My opinions are quite clear on this, as evidenced by my Twitter feed. The story and arguments are evolving quite constantly, so I don’t have any intention to boil everything down to a single post at this time.
But let’s put aside the what-makes-a-derivative-work argument, and stick to what’s quite obvious: If Thesis incorporated WordPress code that is licensed under the GPL, it is clearly a derived work violating the GPL by not in turn being licensed GPL.

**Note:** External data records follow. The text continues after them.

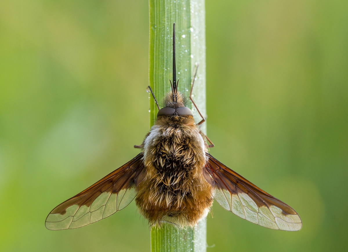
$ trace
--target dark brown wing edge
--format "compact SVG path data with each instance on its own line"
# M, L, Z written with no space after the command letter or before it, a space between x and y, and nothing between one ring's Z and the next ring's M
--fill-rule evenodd
M108 217L125 207L136 196L137 186L146 174L143 156L142 152L139 153L55 207L46 218L46 228L60 230L80 227Z
M223 207L243 219L266 227L292 231L301 229L301 218L290 206L209 154L206 153L206 155L208 161L203 174L212 185L214 197Z

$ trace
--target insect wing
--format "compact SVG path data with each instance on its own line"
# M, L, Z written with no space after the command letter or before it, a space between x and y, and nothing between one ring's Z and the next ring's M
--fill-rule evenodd
M121 210L133 200L146 173L140 153L118 169L54 208L46 219L52 230L77 228Z
M301 218L288 205L270 195L208 153L204 170L214 198L224 208L253 223L274 229L297 231Z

I’m not talking about using the WordPress functions and classes. I’m not even going to make the argument that all themes derive not only from the WordPress functions they utilize, interact with, and are built on top of, but that in many cases they derive directly from the original default theme.
I’m talking about actually taking GPL code from WordPress code and modifying it. It’s a textbook violation of the GPL, one no one can argue. Some are trying to argue “fair use” and well, that’s absurd, but that’s not what I am aiming to address here.
Thesis 1.8 is currently 9,000 lines of PHP. (WordPress is 200,000.) I spent my evening yesterday skimming each line, and some sections looked familiar. Honestly, I felt crushed. Having made my accusations clear on Twitter, I wanted to back it up.
Let’s go to the code. You know what, others have already done that. (Andy Peatling, Drew Blas.)
Even better, let’s go to Thesis’ own inline documentation.
* This function is mostly copy pasta from WP (wp-includes/media.php),
* but with minor alteration to play more nicely with our styling.
This isn’t even a debate anymore.
Update (July 19): You should read Mark Jaquith’s post, Why WordPress Themes are Derivative of WordPress. This is an excellent summation of the opinions of the core team and the issue of whether themes are derivative works.